25 October 2012 - 26 October 2012
Time: 9:00am - 5:00pm
Venue: Room 602, GO Jones Building, Mile End Campus
The (re)emergence of far-right parties and social movements in various parts of the world ¬– and particularly in Europe – in recent years has been widely discussed in the press and in academic commentary. In contrast to their ‘revolutionary’ bedfellows on the communist left, since the end of the Cold War far-right parties have come to form a significant and disturbing part of the political geography in a number of countries. Whilst their influence has been uneven – from participating in governing coalitions in Western Europe (the Austrian Freedom Party and the Italian Lega Nord) and in India (the Bharatiya Janata Party) – to spawning a violent Islamophobic street movement (the English Defence League in the UK), to forming a major component of anti-imperialist movements across much of the Islamic world, their general appearance across time and space suggests that the current era is comparable to the earlier historical conjunctures of far-right mobilization in the late nineteenth century and inter-war periods. The varied forms of far-right have combined with their contrasting ideological dimensions, which has made the taxonomy of far-right something of an academic industry in itself. In particular, the far-right has come to be divided over its ‘post-fascist’ rhetorical commitment to (liberal) democracy as opposed to an authoritarian and demagogic populism and also between a neo-fascist commitment to a statist and protectionist model of capitalism and an embrace of much of the policy formulas of neo-liberalism by some strands of the contemporary far-right.
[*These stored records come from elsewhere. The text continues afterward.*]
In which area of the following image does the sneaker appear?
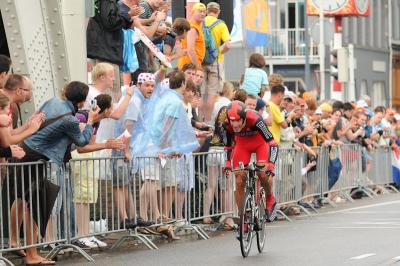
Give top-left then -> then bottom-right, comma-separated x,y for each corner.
77,237 -> 98,249
88,236 -> 107,248
121,219 -> 136,230
134,217 -> 154,227
297,200 -> 313,209
311,199 -> 322,208
265,195 -> 278,222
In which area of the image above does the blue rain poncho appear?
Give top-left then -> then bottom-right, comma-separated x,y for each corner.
130,81 -> 199,157
121,29 -> 140,73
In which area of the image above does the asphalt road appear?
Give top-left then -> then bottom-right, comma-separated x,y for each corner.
59,193 -> 400,266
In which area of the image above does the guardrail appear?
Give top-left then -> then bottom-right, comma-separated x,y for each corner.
0,144 -> 397,265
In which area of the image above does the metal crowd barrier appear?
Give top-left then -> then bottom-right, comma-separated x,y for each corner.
368,147 -> 399,193
0,144 -> 398,265
189,151 -> 235,227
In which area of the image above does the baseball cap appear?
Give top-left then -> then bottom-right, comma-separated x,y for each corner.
207,2 -> 220,10
192,2 -> 206,12
283,91 -> 296,101
255,98 -> 266,111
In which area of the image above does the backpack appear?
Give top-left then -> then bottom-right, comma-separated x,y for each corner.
202,19 -> 222,65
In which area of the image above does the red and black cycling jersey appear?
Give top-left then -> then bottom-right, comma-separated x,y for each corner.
222,110 -> 278,165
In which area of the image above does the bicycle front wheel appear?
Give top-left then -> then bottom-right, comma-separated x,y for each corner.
256,189 -> 267,253
239,191 -> 254,258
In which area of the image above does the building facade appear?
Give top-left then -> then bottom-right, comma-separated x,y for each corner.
196,0 -> 397,108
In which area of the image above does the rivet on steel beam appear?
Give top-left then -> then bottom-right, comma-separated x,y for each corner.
10,14 -> 15,19
5,8 -> 9,12
19,60 -> 24,64
13,53 -> 18,57
7,23 -> 11,27
51,20 -> 55,24
64,77 -> 68,81
58,65 -> 62,69
16,68 -> 20,72
53,8 -> 58,12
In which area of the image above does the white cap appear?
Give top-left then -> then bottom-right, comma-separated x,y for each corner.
283,90 -> 296,101
315,107 -> 322,115
395,114 -> 400,121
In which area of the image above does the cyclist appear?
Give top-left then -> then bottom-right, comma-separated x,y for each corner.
223,101 -> 279,223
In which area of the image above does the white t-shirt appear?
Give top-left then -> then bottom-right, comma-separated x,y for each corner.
262,91 -> 271,103
84,85 -> 103,110
210,96 -> 231,124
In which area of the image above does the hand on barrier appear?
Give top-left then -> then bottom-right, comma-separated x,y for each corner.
106,138 -> 125,151
124,151 -> 132,162
11,145 -> 25,159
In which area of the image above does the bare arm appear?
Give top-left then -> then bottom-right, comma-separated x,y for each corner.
110,87 -> 134,120
187,28 -> 200,67
221,41 -> 231,54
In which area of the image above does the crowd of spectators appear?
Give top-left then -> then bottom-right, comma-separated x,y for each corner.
0,0 -> 399,265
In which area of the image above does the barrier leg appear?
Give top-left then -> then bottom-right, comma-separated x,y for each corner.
339,191 -> 355,202
0,255 -> 14,266
363,186 -> 378,197
175,222 -> 210,240
46,244 -> 94,262
386,185 -> 400,193
110,230 -> 158,250
276,209 -> 293,223
295,204 -> 312,217
322,196 -> 338,208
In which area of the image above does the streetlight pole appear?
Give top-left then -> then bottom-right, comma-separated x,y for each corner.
304,0 -> 310,90
319,0 -> 325,100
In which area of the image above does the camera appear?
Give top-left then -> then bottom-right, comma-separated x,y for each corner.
167,29 -> 177,38
90,99 -> 97,110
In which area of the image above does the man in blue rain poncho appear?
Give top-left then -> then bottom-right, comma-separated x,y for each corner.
132,70 -> 200,220
112,71 -> 168,228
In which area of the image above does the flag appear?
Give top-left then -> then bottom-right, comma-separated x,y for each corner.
392,148 -> 400,187
242,0 -> 269,47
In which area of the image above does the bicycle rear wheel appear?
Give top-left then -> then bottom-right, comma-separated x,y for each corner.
256,189 -> 267,253
239,191 -> 254,258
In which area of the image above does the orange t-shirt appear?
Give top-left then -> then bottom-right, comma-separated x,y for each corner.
177,21 -> 205,69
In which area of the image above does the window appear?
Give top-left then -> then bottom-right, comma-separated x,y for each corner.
360,80 -> 368,97
372,81 -> 386,107
284,78 -> 305,94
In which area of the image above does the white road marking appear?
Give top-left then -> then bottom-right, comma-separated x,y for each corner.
354,221 -> 400,225
324,200 -> 400,215
328,226 -> 400,229
392,256 -> 400,261
349,253 -> 376,260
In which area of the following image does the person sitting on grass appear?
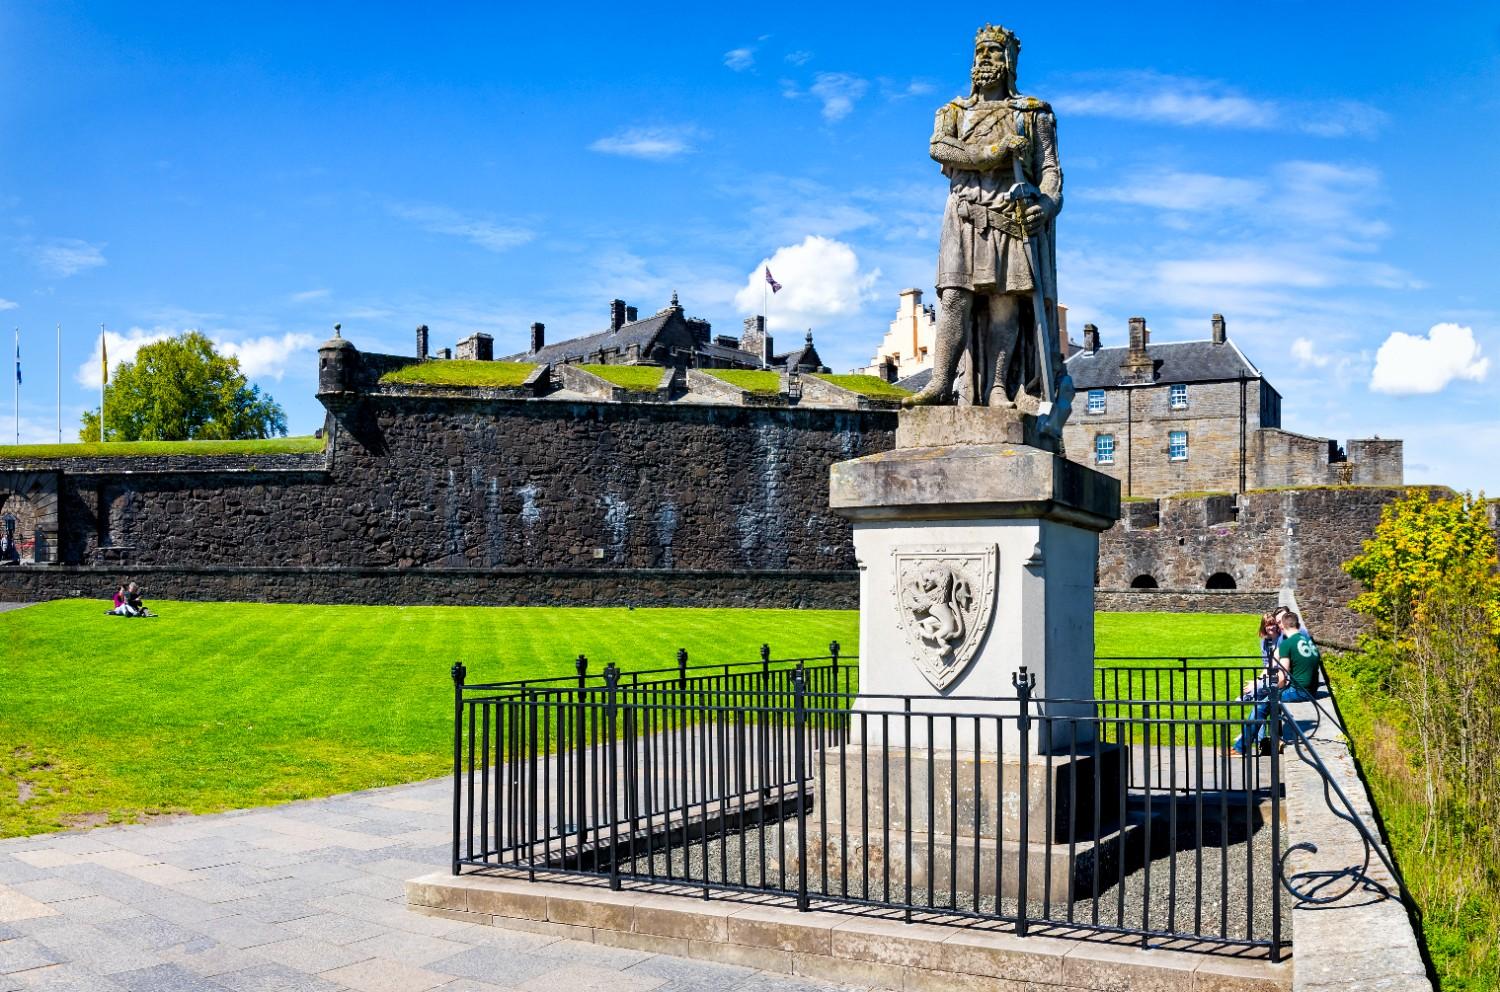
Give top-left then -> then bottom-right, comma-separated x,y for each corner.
1231,610 -> 1319,756
106,584 -> 133,616
124,582 -> 155,617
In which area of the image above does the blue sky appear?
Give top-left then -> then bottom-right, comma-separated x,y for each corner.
2,2 -> 1498,491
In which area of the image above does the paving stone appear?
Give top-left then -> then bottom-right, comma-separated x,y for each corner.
253,937 -> 370,974
516,963 -> 666,992
9,880 -> 95,905
424,947 -> 556,987
13,963 -> 129,990
531,939 -> 653,970
275,914 -> 388,946
159,943 -> 273,980
0,887 -> 59,923
341,933 -> 473,968
623,955 -> 756,991
133,894 -> 240,927
0,938 -> 63,975
215,962 -> 345,992
193,917 -> 296,951
112,962 -> 235,992
52,895 -> 145,923
318,957 -> 447,992
25,922 -> 166,975
96,916 -> 209,952
218,898 -> 322,925
427,981 -> 517,992
0,862 -> 52,886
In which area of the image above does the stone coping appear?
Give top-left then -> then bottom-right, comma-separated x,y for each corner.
406,871 -> 1290,992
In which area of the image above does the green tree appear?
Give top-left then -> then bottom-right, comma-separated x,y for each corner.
1343,488 -> 1500,645
81,332 -> 288,442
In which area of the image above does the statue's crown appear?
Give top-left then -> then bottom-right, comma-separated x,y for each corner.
974,23 -> 1019,51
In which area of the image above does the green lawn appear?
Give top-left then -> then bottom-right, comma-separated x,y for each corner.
1,604 -> 1251,838
380,360 -> 537,388
704,369 -> 782,395
809,373 -> 913,399
580,364 -> 665,392
0,436 -> 325,459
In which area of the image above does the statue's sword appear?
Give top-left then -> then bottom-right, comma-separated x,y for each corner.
1006,111 -> 1058,415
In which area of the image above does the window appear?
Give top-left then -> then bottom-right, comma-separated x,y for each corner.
1169,383 -> 1188,409
1094,434 -> 1115,465
1087,389 -> 1106,414
1206,572 -> 1237,590
1130,574 -> 1159,589
1168,431 -> 1188,461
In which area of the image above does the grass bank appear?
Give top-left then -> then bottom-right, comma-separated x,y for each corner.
380,360 -> 536,388
809,373 -> 912,399
1326,650 -> 1499,989
1,603 -> 1252,838
0,436 -> 325,459
580,364 -> 664,391
704,369 -> 781,395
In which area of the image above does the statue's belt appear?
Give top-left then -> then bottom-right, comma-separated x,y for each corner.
956,198 -> 1028,240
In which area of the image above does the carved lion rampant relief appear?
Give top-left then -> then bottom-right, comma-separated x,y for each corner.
890,544 -> 998,690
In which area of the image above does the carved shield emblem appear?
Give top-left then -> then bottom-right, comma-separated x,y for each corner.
890,544 -> 998,690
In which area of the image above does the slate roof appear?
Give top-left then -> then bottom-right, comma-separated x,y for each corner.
896,368 -> 933,392
1064,339 -> 1261,390
509,312 -> 675,365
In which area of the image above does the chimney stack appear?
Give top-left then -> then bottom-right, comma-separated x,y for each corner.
1128,316 -> 1149,354
1211,313 -> 1227,345
416,324 -> 429,360
741,315 -> 772,364
625,305 -> 638,323
1083,323 -> 1100,353
1121,317 -> 1156,383
529,322 -> 545,354
609,299 -> 626,332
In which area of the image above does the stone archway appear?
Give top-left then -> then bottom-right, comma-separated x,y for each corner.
0,472 -> 61,564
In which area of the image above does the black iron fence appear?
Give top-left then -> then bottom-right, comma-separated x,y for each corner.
449,649 -> 1309,959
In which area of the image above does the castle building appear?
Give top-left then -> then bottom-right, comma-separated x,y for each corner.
1062,314 -> 1402,498
504,294 -> 827,373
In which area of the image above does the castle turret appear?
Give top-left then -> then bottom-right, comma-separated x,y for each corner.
318,325 -> 358,396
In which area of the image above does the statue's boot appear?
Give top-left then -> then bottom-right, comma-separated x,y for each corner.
904,291 -> 967,407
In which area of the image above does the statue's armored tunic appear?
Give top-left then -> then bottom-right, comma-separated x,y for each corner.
935,95 -> 1062,301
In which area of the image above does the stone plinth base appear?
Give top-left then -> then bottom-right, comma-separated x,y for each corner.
895,405 -> 1058,453
777,743 -> 1135,903
404,871 -> 1290,990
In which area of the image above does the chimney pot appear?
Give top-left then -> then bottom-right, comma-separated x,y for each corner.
1211,313 -> 1227,345
625,305 -> 638,323
1083,323 -> 1100,353
610,299 -> 626,332
530,322 -> 545,354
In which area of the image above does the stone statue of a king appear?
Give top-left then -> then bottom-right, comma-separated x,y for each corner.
905,24 -> 1073,437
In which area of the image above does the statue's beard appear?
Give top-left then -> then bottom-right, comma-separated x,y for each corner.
971,62 -> 1009,91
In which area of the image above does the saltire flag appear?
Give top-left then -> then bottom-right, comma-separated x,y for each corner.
764,267 -> 782,293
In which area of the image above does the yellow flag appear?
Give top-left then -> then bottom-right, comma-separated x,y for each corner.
101,336 -> 108,385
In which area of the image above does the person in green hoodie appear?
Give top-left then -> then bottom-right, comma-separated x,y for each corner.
1232,610 -> 1319,756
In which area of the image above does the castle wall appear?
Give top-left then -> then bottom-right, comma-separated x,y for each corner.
0,396 -> 894,607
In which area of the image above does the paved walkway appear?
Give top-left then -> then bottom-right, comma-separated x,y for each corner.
0,603 -> 34,614
0,779 -> 862,992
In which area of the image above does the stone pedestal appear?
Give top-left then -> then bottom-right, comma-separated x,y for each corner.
812,406 -> 1124,903
829,406 -> 1120,753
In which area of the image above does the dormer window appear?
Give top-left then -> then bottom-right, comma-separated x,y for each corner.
1169,383 -> 1188,410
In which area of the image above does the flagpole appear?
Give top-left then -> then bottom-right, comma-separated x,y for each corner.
12,327 -> 18,445
56,322 -> 62,443
99,323 -> 106,444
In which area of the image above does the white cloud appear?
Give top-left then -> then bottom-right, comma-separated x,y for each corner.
785,50 -> 812,66
803,73 -> 868,122
76,327 -> 173,388
733,236 -> 879,331
290,288 -> 330,302
215,332 -> 318,381
589,126 -> 698,160
1055,72 -> 1386,138
724,47 -> 755,71
1290,337 -> 1332,368
33,238 -> 107,278
386,203 -> 533,252
1370,323 -> 1489,395
0,298 -> 16,311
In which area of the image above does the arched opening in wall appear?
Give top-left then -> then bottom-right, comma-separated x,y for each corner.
1130,574 -> 1159,589
1206,572 -> 1237,590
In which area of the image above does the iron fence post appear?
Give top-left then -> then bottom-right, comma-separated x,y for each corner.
760,643 -> 772,798
575,655 -> 588,842
450,661 -> 467,876
605,662 -> 621,891
1014,665 -> 1036,937
1268,676 -> 1284,962
793,666 -> 809,911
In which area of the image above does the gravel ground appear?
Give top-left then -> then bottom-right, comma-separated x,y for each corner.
610,806 -> 1290,951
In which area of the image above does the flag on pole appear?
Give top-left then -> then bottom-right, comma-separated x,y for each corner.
101,335 -> 108,385
764,267 -> 782,293
13,329 -> 19,385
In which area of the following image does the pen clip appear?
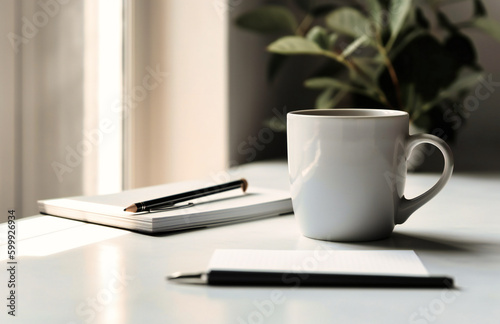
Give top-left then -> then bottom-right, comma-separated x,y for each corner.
148,202 -> 195,212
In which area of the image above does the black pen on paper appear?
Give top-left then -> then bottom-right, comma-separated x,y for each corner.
124,179 -> 248,213
166,270 -> 454,288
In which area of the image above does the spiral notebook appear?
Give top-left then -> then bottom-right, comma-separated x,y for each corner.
38,180 -> 293,233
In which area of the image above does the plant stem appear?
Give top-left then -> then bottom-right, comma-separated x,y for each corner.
346,60 -> 394,108
378,44 -> 404,110
321,51 -> 393,108
296,14 -> 314,36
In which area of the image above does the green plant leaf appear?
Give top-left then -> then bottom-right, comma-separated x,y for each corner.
305,77 -> 370,95
440,70 -> 484,95
421,70 -> 485,112
365,0 -> 383,32
305,77 -> 348,89
351,54 -> 384,64
386,0 -> 413,50
235,5 -> 298,34
389,29 -> 428,60
471,17 -> 500,42
306,26 -> 330,50
267,36 -> 325,55
340,35 -> 369,59
473,0 -> 487,17
330,88 -> 349,107
314,87 -> 349,109
328,33 -> 339,49
325,7 -> 371,38
315,88 -> 335,109
350,55 -> 383,82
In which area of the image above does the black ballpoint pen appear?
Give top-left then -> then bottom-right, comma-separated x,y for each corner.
167,270 -> 454,288
124,178 -> 248,213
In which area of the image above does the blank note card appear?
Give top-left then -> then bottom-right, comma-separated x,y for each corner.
208,250 -> 429,276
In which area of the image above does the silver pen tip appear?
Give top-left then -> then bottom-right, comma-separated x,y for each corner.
167,272 -> 207,284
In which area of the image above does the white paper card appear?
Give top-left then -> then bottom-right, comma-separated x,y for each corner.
209,250 -> 429,276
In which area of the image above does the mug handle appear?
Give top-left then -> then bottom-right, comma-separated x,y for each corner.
395,134 -> 454,224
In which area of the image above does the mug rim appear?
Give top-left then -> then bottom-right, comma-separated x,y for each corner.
288,108 -> 408,118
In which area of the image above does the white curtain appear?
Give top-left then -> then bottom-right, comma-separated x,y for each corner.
0,0 -> 108,221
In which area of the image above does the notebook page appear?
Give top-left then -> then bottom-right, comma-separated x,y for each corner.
208,250 -> 429,276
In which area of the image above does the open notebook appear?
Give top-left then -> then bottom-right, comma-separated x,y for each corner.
38,180 -> 293,233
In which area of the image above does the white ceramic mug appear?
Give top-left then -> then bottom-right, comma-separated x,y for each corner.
287,109 -> 454,242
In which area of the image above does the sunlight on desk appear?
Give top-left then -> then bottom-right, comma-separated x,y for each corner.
93,244 -> 128,324
0,216 -> 128,260
0,216 -> 83,241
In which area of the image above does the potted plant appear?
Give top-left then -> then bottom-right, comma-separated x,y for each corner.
236,0 -> 500,141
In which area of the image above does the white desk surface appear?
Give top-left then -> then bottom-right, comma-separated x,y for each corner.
1,161 -> 499,324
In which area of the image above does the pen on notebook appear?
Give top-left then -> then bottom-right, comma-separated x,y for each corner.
166,271 -> 454,288
124,178 -> 248,213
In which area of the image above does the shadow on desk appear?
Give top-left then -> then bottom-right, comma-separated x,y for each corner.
357,232 -> 478,253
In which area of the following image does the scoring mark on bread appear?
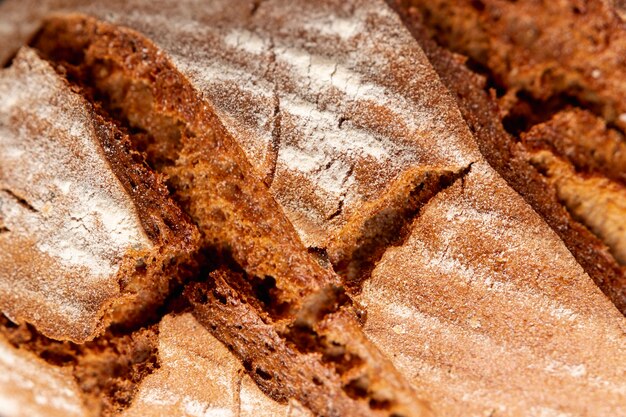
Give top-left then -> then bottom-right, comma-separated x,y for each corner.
1,187 -> 38,213
327,163 -> 473,293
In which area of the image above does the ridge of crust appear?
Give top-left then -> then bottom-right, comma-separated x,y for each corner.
188,271 -> 420,417
327,164 -> 472,293
524,131 -> 626,267
32,14 -> 431,417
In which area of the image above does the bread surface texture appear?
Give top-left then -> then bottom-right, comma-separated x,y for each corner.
0,1 -> 625,417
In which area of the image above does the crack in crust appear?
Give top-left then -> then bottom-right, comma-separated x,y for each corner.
0,187 -> 38,213
0,314 -> 160,417
327,164 -> 473,293
188,270 -> 426,417
0,47 -> 200,343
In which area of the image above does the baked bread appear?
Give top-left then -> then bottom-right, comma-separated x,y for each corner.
0,1 -> 625,417
406,0 -> 626,127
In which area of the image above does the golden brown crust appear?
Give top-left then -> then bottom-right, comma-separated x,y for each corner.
359,163 -> 626,416
1,2 -> 626,417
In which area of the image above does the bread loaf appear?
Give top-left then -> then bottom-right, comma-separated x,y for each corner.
0,1 -> 625,416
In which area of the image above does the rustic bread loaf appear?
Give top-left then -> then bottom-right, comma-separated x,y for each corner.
0,1 -> 625,417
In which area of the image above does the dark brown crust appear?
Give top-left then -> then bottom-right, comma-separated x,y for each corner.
389,2 -> 626,314
90,110 -> 197,250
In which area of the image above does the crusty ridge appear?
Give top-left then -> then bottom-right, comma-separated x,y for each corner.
31,14 -> 431,417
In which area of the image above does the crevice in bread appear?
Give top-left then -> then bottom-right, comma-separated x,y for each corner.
29,14 -> 431,417
187,271 -> 383,417
84,108 -> 201,333
0,315 -> 160,417
327,164 -> 472,293
389,3 -> 626,314
499,90 -> 587,138
0,187 -> 38,213
524,127 -> 626,266
403,0 -> 626,131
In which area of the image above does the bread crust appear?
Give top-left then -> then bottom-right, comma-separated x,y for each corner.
0,47 -> 199,342
390,1 -> 626,314
0,1 -> 626,417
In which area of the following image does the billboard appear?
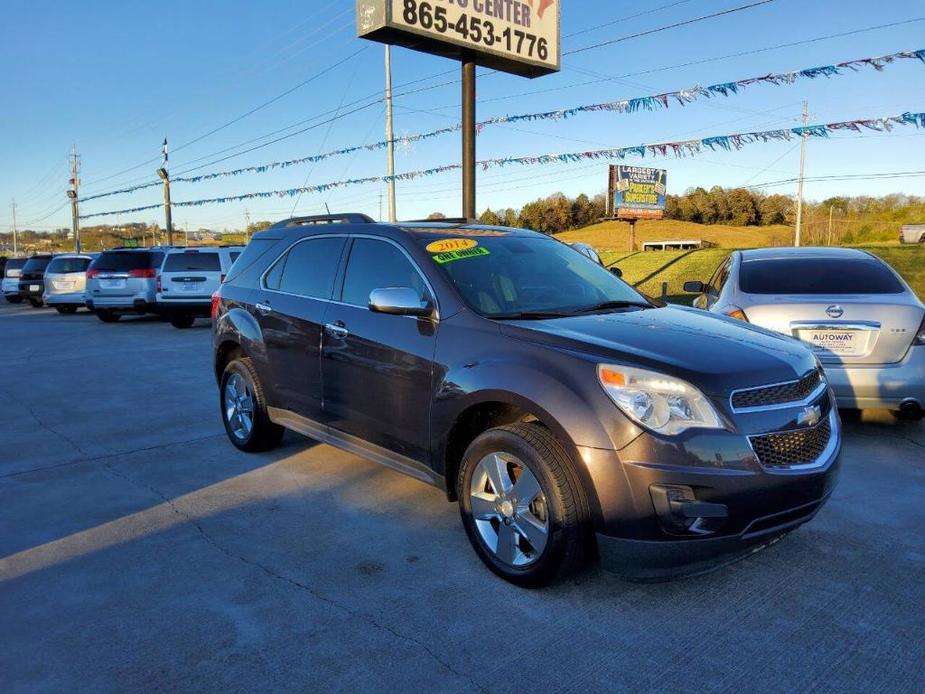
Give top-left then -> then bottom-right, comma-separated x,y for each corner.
357,0 -> 560,78
609,166 -> 667,220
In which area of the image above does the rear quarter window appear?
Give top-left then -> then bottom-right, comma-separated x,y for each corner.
224,238 -> 282,286
163,252 -> 221,272
740,258 -> 906,294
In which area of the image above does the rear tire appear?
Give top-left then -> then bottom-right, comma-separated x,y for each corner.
4,295 -> 22,304
96,310 -> 121,323
457,423 -> 590,587
169,315 -> 196,329
28,298 -> 43,308
891,407 -> 925,422
220,357 -> 284,452
55,306 -> 78,314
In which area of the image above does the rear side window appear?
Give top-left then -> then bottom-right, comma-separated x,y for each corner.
47,257 -> 91,274
229,251 -> 241,264
163,252 -> 221,272
267,237 -> 346,299
92,251 -> 162,271
225,238 -> 279,285
740,258 -> 905,294
341,239 -> 427,307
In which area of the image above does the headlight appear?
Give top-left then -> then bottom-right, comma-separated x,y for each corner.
598,365 -> 724,435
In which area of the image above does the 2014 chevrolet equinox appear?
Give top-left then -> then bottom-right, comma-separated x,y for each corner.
212,214 -> 841,586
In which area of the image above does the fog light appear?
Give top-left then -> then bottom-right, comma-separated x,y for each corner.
650,484 -> 727,535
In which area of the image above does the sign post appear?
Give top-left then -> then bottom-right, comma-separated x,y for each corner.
607,165 -> 668,251
357,0 -> 561,219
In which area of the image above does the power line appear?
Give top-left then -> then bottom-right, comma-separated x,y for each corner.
564,0 -> 699,39
564,0 -> 777,56
748,170 -> 925,188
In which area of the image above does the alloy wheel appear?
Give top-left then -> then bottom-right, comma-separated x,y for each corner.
469,452 -> 549,567
224,372 -> 255,440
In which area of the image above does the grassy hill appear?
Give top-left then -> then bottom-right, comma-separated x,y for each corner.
556,219 -> 794,252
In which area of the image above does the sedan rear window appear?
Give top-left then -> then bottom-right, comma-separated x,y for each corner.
92,251 -> 163,271
163,252 -> 221,272
47,257 -> 91,274
740,258 -> 905,294
4,258 -> 26,276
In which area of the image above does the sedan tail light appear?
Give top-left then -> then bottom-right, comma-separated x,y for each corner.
156,274 -> 162,293
128,268 -> 156,279
722,305 -> 749,322
914,314 -> 925,346
86,269 -> 100,280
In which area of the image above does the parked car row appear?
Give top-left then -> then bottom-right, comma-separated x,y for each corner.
3,245 -> 243,327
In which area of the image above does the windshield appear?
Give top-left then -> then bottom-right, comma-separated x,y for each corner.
419,235 -> 649,317
740,258 -> 905,294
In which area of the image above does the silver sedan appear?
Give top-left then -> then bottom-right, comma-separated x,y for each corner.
684,247 -> 925,420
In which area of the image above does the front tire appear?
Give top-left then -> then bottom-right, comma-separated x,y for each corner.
220,357 -> 284,452
169,315 -> 196,329
55,305 -> 78,314
28,298 -> 43,308
5,295 -> 22,304
458,423 -> 590,587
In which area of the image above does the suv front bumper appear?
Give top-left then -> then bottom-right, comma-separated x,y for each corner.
581,411 -> 841,579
These developments raise a number of analytical and political questions. How distinct are these contemporary manifestations of the far-right compared to the previous historical forms of the far-right? How analytically useful is the concept of fascism in describing the generic far-right? What are the social bases of the far-right – past and present? Which methodological framework provides the most useful analytical tool to examine and understand the far-right? What of the relationship between the evolving dynamics of uneven capitalist development and geopolitical order on the determination of far-right movements – historical and contemporary?
The aim of this workshop is to promote an inter-disciplinary engagement with these issues through bringing together scholars from a range of different subject areas (IR, IPE, Geography, History, Sociology, Comparative Politics and Political Theory) to re-think the linkages between the historical, sociological and international dimensions of the far-right – as ideology, movement and state – over the longue durée from its emergence as a distinct and modern form of politics in the late nineteenth century to its more recent re-emergence in their intertwining local, national and international contexts.